First. Find the best candidate(s) to interview on-camera and pre-interview them for the following:
- Find people that are passionate first and foremost. Their enthusiasm will come across on camera.
- Make sure they have a good success story to tell.
- They need to be willing to be on-camera, it’s ok if they need a little encouragement, but if you have to twist their arm they will not make a good interview.
- Get 2-3 more interviews than you think you need so you have enough good content to work with in post.
- Depending on your product/service it’s good to show a well-balanced cross section of employees of all levels – not just execs.
- Having a diversity of age, gender, and ethnicity is also a good idea. If you only have men in the video it won’t resonate with women as well.

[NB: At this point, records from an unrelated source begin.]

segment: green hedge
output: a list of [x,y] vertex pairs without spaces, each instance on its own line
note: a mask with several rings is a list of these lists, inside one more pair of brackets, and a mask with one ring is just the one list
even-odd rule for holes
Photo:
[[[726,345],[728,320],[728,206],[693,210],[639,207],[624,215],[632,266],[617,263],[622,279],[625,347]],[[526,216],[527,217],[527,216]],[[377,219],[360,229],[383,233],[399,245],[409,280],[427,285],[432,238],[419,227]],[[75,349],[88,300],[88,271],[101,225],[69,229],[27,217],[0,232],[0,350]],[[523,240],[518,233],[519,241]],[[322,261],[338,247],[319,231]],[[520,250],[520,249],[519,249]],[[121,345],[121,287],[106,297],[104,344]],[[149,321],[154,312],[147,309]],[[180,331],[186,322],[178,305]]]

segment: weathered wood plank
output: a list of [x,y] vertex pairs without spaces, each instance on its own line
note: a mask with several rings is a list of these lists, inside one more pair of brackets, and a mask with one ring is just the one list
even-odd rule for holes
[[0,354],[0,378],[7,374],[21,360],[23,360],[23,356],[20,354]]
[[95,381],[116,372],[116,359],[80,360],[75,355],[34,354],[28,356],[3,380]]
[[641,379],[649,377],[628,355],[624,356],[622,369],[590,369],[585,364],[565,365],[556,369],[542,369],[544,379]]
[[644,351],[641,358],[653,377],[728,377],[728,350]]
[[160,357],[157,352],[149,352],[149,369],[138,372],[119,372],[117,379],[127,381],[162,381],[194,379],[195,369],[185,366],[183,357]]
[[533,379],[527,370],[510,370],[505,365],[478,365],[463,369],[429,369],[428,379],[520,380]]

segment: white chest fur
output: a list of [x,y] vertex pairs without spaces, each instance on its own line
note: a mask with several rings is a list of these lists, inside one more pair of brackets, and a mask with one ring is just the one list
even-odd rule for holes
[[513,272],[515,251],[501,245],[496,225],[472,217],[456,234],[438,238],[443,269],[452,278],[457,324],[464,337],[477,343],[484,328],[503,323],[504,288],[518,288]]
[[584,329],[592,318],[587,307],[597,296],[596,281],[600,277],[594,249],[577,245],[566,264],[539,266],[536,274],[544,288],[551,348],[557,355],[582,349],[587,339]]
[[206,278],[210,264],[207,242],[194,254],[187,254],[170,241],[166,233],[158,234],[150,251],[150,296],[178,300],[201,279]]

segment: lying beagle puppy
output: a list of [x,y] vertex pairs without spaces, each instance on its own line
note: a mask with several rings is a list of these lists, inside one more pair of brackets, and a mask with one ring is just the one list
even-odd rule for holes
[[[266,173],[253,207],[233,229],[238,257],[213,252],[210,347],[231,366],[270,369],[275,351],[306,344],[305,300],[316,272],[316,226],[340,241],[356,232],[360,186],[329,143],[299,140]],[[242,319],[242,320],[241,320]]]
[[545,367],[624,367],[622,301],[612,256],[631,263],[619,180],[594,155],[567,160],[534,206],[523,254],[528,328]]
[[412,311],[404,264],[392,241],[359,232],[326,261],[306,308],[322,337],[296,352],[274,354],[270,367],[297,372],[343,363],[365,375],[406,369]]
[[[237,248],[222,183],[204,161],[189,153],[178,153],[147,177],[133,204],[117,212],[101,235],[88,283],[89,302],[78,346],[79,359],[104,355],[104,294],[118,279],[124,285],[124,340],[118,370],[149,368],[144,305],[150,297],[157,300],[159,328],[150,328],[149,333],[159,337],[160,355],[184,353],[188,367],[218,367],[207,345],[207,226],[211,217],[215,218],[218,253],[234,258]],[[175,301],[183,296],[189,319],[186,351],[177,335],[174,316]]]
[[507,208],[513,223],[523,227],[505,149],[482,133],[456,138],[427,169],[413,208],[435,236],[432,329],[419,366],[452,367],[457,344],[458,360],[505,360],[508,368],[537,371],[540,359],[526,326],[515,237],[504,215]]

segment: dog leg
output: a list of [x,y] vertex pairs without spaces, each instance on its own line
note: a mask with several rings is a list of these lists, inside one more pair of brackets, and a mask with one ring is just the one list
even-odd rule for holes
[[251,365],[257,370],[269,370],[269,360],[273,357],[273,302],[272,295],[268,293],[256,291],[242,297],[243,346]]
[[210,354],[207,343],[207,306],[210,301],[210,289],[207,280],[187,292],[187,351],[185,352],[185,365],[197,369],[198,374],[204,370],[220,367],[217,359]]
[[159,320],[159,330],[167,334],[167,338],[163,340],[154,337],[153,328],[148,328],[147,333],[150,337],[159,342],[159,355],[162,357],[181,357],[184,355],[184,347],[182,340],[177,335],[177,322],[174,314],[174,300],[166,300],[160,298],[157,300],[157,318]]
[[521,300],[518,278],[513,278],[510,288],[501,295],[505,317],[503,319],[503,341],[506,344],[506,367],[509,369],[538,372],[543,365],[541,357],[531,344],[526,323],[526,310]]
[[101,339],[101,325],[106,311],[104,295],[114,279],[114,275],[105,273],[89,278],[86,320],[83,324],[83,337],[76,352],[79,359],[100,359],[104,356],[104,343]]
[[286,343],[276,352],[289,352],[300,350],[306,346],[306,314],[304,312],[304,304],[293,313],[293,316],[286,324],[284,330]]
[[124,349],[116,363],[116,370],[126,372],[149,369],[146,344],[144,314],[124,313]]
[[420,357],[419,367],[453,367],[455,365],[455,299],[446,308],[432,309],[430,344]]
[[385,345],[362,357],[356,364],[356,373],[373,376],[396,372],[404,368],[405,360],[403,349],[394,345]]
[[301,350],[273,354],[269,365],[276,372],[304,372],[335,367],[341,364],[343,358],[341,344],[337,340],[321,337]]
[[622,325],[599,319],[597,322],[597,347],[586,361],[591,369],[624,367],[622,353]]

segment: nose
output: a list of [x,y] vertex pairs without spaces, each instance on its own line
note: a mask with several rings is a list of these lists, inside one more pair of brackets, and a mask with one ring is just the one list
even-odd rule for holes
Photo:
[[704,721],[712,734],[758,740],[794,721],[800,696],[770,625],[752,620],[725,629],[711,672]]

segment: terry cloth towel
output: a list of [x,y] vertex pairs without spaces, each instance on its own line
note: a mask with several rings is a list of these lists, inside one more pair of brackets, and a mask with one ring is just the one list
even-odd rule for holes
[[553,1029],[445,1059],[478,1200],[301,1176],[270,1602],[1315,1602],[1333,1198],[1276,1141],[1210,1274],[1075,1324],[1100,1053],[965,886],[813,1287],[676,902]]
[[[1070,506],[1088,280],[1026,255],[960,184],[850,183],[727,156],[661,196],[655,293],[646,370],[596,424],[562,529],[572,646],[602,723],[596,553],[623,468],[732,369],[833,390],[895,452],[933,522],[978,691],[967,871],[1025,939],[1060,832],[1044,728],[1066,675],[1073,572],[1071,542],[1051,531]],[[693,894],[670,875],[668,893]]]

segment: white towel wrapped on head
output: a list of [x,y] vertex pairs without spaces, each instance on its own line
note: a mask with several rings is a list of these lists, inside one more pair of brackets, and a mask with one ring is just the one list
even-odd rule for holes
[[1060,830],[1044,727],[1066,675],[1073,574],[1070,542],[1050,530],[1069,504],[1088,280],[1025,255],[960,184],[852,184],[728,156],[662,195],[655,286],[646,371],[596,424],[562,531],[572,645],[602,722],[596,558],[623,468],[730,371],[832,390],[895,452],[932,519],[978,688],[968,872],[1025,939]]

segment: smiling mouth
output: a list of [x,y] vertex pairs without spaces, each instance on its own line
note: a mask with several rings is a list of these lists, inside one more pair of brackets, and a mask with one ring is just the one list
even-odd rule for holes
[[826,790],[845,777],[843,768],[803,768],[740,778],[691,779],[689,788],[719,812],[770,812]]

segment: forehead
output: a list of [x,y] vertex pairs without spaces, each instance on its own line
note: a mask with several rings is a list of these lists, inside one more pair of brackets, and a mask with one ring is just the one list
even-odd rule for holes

Second. Once you’ve selected the interviewees and they show up for the interview… make them comfortable. I can’t emphasize this enough. All emotion comes across on camera, that’s why film and video is so powerful. Nervousness will not advance your cause.
- Hire the right producer/director that knows how to quickly build a rapport with the interviewee and set them at ease.
- Don’t give them talking points! Just craft the questions to elicit the type of content you want and deal with it in editing. Remember, you already carefully selected the interviewees, so you’re covered.
- Don’t have their boss in the room, they won't feel at liberty to say what they really think. Not that they’re likely to say anything negative (which you’d cut anyway). It’s about keeping them relaxed and talking like a real human being.
- Set aside enough time in their schedule in advance, so they’re not rushed.
- Do it in a setting that's both appropriate for their role in the company but as free from noise and distractions as possible.
- Have them dress in clothing they feel comfortable in. They shouldn’t wear a suit and tie if they don't normally.
- Keep the set small, the less people in the room the better.